Harkonnen
I used RadLinker to force 1.0 pixel shaders and thats what I got:
Radeon 9600Pro 256MB, 5.11 drivers, 1280*960 windowed
Huge map with epic speed 1951ac (so almost no trees left on the map but lots of cities)
1.0 pixel shaders:
Low resolution trees/terrain, no effects (fire on cities...)
Max zoom in: ~13fps, 209kk bytes saved by your patch (#640 version)

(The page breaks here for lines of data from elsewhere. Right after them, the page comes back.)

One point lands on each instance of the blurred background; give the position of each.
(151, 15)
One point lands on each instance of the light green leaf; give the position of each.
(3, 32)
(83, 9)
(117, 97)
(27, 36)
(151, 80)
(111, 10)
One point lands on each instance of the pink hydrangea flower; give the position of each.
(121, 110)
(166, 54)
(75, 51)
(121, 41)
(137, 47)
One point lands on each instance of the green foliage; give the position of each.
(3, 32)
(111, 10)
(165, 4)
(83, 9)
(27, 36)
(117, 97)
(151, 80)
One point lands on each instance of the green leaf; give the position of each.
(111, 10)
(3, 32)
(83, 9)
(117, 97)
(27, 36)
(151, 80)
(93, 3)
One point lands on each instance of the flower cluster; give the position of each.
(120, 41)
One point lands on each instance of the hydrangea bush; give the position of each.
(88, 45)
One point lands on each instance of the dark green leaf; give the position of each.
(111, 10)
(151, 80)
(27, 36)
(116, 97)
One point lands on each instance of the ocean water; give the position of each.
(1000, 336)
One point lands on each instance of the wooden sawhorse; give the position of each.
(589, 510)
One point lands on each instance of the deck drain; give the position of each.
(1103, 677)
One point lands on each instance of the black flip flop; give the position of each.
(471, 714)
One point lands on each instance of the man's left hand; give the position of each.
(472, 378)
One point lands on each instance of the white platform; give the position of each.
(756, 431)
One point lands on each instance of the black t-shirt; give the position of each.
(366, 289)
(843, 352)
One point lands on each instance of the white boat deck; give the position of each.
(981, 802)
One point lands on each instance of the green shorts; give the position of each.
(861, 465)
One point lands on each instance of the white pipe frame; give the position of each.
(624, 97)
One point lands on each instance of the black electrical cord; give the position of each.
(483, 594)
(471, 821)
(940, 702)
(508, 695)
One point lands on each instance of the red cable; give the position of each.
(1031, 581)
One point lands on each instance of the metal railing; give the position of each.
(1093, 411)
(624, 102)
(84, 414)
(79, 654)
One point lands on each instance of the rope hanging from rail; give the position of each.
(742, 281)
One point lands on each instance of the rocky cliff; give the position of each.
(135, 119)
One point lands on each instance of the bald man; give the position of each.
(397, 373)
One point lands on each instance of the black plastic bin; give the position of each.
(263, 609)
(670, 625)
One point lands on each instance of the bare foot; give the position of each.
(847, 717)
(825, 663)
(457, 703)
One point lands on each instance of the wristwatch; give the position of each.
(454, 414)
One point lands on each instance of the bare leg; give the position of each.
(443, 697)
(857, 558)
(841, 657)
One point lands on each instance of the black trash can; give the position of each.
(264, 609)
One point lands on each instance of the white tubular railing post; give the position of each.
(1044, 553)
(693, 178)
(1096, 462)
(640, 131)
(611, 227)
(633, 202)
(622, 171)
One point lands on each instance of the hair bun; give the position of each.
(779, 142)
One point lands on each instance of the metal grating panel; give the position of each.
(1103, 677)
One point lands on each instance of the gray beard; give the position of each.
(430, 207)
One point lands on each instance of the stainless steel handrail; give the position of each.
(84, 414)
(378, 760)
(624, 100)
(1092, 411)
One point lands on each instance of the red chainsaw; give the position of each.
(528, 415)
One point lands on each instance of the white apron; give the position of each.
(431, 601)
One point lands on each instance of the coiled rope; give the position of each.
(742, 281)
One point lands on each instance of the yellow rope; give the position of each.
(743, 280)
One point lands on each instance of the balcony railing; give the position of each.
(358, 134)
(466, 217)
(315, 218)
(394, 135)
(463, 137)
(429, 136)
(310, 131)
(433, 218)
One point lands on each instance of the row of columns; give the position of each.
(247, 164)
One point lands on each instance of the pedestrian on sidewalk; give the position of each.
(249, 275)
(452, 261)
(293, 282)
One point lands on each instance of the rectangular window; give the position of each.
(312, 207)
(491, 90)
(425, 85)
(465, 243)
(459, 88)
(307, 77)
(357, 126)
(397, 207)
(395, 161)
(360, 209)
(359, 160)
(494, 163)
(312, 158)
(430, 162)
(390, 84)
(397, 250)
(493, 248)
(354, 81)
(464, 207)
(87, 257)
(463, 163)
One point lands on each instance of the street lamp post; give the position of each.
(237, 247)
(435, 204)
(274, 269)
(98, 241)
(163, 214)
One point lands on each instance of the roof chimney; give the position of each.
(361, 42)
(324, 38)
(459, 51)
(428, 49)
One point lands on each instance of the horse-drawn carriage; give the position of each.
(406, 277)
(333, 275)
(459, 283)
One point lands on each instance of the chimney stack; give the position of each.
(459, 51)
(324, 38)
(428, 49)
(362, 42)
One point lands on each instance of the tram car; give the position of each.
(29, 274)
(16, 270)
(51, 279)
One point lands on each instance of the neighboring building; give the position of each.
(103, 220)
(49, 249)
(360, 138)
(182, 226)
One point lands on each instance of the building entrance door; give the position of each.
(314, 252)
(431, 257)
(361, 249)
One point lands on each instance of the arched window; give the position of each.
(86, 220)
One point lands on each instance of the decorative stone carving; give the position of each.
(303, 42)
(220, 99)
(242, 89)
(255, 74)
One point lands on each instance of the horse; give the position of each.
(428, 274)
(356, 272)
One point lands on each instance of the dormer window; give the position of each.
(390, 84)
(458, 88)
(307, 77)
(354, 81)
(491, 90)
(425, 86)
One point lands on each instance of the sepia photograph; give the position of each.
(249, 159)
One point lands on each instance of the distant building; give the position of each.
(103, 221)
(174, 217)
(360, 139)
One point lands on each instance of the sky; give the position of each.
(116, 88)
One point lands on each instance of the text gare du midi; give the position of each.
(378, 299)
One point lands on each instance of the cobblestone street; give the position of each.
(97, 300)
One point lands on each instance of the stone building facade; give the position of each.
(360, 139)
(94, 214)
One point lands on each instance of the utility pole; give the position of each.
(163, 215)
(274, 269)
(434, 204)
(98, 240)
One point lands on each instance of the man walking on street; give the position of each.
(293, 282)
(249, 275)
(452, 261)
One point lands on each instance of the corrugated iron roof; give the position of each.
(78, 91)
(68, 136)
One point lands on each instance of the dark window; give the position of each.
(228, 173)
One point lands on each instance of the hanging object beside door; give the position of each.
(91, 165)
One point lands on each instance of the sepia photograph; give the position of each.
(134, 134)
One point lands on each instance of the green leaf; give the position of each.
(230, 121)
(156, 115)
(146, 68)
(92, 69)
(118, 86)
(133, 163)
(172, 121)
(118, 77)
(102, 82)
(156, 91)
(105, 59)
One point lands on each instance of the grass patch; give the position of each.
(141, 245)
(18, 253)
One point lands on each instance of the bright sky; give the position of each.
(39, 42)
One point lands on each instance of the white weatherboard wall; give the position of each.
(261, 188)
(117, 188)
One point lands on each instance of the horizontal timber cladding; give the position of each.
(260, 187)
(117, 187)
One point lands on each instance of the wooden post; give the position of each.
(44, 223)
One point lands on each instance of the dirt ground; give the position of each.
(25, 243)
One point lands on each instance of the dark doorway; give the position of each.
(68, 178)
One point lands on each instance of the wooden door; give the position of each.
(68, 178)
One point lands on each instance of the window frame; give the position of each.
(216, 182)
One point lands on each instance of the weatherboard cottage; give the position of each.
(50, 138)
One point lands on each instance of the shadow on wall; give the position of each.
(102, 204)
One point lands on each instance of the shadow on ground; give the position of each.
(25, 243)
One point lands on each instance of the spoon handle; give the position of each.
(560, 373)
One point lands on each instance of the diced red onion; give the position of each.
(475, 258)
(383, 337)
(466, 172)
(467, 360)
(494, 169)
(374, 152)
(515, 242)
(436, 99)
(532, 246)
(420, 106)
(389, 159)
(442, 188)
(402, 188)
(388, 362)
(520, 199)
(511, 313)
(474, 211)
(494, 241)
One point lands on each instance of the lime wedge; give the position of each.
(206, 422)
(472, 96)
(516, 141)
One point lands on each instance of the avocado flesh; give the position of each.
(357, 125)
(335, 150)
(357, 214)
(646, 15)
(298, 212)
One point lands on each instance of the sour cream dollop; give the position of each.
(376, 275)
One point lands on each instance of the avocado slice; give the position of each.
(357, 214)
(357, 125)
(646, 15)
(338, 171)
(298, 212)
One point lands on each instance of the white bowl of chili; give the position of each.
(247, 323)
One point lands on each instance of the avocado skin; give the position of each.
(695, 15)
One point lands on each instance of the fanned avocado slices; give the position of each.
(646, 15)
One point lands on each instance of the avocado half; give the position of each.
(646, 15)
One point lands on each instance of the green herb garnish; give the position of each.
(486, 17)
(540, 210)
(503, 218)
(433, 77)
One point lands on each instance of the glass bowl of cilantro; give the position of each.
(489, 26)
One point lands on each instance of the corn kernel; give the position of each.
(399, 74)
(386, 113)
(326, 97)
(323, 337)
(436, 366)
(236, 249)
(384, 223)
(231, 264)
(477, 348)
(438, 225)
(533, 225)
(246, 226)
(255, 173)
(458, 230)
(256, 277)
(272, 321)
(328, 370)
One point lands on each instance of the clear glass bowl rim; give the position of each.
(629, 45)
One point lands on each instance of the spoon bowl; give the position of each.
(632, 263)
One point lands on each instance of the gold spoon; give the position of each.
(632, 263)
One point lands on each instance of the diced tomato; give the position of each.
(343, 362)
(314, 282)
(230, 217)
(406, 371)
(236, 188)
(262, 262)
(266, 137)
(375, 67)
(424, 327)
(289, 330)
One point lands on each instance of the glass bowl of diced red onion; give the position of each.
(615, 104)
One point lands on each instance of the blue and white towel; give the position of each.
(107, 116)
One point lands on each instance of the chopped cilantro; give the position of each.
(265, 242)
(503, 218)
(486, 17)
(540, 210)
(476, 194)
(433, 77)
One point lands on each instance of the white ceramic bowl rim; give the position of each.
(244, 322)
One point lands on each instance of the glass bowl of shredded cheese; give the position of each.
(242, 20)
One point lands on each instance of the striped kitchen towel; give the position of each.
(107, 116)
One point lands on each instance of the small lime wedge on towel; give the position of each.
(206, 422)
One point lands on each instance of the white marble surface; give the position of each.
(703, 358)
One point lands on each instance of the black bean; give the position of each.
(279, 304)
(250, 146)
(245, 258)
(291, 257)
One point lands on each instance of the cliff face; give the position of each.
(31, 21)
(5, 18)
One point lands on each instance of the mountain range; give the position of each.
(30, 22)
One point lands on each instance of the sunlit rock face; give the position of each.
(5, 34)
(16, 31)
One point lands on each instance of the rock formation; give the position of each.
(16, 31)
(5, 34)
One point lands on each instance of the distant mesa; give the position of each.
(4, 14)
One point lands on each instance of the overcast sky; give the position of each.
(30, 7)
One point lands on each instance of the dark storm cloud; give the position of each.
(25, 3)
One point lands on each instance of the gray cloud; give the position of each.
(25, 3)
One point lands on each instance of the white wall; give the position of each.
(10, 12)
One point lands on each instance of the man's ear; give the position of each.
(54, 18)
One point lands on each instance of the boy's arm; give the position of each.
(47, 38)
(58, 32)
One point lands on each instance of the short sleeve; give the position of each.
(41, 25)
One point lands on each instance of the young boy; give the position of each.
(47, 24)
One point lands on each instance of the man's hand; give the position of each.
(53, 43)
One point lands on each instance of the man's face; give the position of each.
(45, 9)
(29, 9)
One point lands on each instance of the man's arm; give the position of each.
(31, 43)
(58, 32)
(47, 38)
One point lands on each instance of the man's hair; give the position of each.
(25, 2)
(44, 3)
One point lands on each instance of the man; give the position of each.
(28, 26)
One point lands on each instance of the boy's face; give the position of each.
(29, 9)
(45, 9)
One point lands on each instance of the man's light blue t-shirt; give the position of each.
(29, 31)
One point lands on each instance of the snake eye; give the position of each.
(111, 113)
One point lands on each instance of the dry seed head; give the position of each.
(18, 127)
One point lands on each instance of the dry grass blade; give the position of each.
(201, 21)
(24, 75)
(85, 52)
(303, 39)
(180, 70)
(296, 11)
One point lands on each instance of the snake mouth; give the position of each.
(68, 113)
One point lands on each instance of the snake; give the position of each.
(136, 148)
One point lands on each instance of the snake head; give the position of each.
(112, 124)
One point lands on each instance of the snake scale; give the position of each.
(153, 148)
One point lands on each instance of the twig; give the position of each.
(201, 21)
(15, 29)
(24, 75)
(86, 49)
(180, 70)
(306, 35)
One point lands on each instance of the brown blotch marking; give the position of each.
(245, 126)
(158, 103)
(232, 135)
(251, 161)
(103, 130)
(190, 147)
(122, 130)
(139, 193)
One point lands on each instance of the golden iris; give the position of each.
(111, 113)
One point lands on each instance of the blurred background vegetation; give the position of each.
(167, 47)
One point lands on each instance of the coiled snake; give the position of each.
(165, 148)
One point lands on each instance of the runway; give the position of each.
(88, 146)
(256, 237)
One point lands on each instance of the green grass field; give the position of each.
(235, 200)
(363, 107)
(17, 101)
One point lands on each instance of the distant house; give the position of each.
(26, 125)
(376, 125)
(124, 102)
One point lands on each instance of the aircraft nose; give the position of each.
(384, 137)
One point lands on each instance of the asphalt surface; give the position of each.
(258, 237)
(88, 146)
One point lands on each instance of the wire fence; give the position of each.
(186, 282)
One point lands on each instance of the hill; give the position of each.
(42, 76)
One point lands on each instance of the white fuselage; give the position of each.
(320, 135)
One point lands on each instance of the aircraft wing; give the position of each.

edited: ~21fps, 209kk on a second test, seems the window didn't have focus on the first one ^^U
Max zoom out: ~13fps, 209kk bytes saved
edited: ~14fps, 227kk on a second test, mem used: 488MB
Globe view: ~3fps (round world)
2.0 pixel shaders:
High resolution trees/terrain, special effects
Max zoom in: ~20fps, 211kk bytes saved
edited: ~20fps, 211kk on a second test
Max zoom out: ~13fps, 231kk bytes saved
edited: ~13fps, 232kk on a second test, mem used: 488MB
Globe view: ~3fps (round world)
Small map 3500bc (some trees, a few cities)
1.0 pixel shaders:
Low resolution trees/terrain, no effects (fire on cities...)
Max zoom in: 38fps, 24kk bytes saved
Max zoom out: 31fps, 24kk bytes saved, mem used: 139MB
Globe view: 28fps (flat world)
2.0 pixel shaders:
High resolution trees/terrain, special effects
Max zoom in: 33fps, 24kk bytes saved
Max zoom out: 23fps, 24kk bytes saved, mem used: 139MB
Globe view: 28fps (flat world)
So it seems that using 1.0 pixel shaders helps on the first stages of the game (when there are a lot of trees).
Also it seems that the globe view is not afected by the pixel shader version, but the number of cities or the view being flat/rounded.
edited: I used 2.0 vertex shaders on the tests, using 1.1 vertex shaders didn't seem to affect performance, with 1.0 vertex shaders civ4 complains and sets itself to all-low-quality.